Paying the lawyers’ costs was often the killer in libel cases involving colonial newspapers. Sometimes laughable amounts of damages were awarded to plaintiffs in libel verdicts, but if costs were awarded against the defendant they could kill a newspaper, or force a proprietor to sell it.
The Newcastle Telegraph ceased publication on March 31, 1866 because of a libel case; brothers Edward George and Thomas Talbot Wilton lost their Bathurst Times for 12 months after being hit with a heavy damages bill in 1867 when found guilty of having libelled the mayor, Edmund Webb.
In 1872 they had to dispose of the paper when Henry Rotton, a wealthy pastoralist, secured only one shilling (10c) in damages – but the Wiltons had to pay £300 ($600) in costs.
In the case of The Bulletin itself, one farthing damages was awarded against it in the famous Clontarf libel case in 1881, the jury not realising that the judge had the power to award costs.
He did, against The Bulletin, generating a public outcry and an appeal which raised £800 ($1600).
This left the proprietors, John Haynes and John Feltham Archibald, still £600 ($1200) short of the amount needed, and they were imprisoned in March 1882 for 12 months. They were released six weeks later when the remainder of the amount had been raised.

’A faint whisper’
The technology of communication was an important influence on the pace of newspaper development in a colony of big distances such as Queensland. From the mid-1860s, the electric telegraph, reaching out across the back blocks of this vast colony, and the tentacles of railway, gradually pushing out from port to hinterland up the north coast, helped lift the tempo of newspaper development and competition.
By 1870 the newspaper centres linked to Brisbane by the telegraph were Ipswich, Toowoomba, Warwick, Dalby, Maryborough, Gympie, Gladstone, Rockhampton, Mackay, Bowen and Townsville. Only Clermont had no telegraphic link. Brisbane had been linked with Sydney, Melbourne and Adelaide since November 2, 1861, inspiring one colonist to hail with acclamation the means provided to glean ’a faint whisper of the doings of the great world far away’.
From October 27, 1872, with the opening of the Overland Telegraph from Port Augusta to Darwin, Queensland was connected with ’the grand electric chain which united all the nations of the earth’. Australians would receive news within a matter of days, not months, from all over the civilised world.

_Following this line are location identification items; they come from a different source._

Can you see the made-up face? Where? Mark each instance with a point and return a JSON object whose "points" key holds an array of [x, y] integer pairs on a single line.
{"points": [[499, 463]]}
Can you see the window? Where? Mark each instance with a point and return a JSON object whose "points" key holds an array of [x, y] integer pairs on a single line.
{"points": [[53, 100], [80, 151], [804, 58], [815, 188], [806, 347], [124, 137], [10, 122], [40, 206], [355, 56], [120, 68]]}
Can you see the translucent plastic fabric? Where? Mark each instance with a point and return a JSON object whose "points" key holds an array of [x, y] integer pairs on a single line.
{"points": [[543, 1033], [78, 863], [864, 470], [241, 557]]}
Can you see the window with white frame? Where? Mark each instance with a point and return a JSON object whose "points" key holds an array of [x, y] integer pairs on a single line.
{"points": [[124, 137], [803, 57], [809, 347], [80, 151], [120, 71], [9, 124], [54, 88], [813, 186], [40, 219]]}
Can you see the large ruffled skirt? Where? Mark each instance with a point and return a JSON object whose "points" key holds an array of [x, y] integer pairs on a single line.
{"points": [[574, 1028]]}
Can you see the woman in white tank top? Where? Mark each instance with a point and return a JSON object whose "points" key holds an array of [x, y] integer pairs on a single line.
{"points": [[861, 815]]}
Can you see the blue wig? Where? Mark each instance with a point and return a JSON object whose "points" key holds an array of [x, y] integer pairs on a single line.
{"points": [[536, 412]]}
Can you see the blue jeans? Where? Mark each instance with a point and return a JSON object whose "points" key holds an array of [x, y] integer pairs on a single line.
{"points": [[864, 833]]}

In Rockhampton, Charles Hardie Buzacott, the founder of the Maryborough Chronicle in 1861, and the Peak Downs Telegram, Clermont, in 1864, and now the owner of the Rockhampton Bulletin, concluded that there was only one step to take. He must exploit the revolution in the transmission of news by making the Bulletin a daily.
It had been a tri-weekly since June 30, 1863, and now it would become the first daily in provincial Queensland. On taking the step on January 2, 1873, Buzacott explained: “Now that the whole earth is in telegraphic communication, the world’s news will be available for nearly every publication.”

Many friends of the Buzacott brothers believed the change to daily publication had been made “rather too fast”, but William Buzacott reflected seven years later that the move had been a safe and eminently successful one, as the position of the journal then amply testified.

Broken Hill’s unusual daily
The Barrier Daily Truth, Broken Hill’s lone daily since the Barrier Miner closed in 1974, is unusual for at least two reasons. It is the only regional daily in Australia owned by the unions. Also, it allowed its centenary – in 1998 – to pass without drawing attention to, let alone trumpeting, its age.
When I telephoned the Truth office that year the staff members seemed ignorant of the paper’s actual age.
No, they hadn’t published a centenary supplement. There had been a supplement issued in 1983 – the centenary of the town, and 75 years since the Barrier Truth had become a daily.

But the date of the Truth’s actual establishment did not readily come to mind. What they remember is the date on which they became a daily, possibly the first Labour daily in Australasia and, so it is claimed, the first union-owned Labour daily in the English-speaking world. The Barrier Truth was established in 1898 but it grew out of a small one-page leaflet (about A4 size) that appeared in Broken Hill in 1897.
It contained two columns of advertisements and one column of the writings of Charles Maley, a middle-aged school-teacher from South Australia who had been active in Labor circles since 1893.
Until 1895 Maley had been a member of the Socialist League and had contributed several well-informed articles on socialism to the Barrier Miner. Jabez Wright, of the Amalgamated Miners’ Association, strongly endorsed the need “for a local Labor paper and for the extension of the Labor press generally”.
The association voted £50 for this project and the Barrier Truth was established on 8 January 1898 as a weekly paper with Maley as editor. It became a daily on 2 November 1908.

At first, local printing establishments were reluctant to produce the Truth and so it was printed in Adelaide until September 1898 when a Broken Hill printer, Thomas Nicholls, consented to print it for the Barrier District Assembly of the Political Labour League which had, by then assumed ownership. The Australian Labour Federation took over the paper in 1900.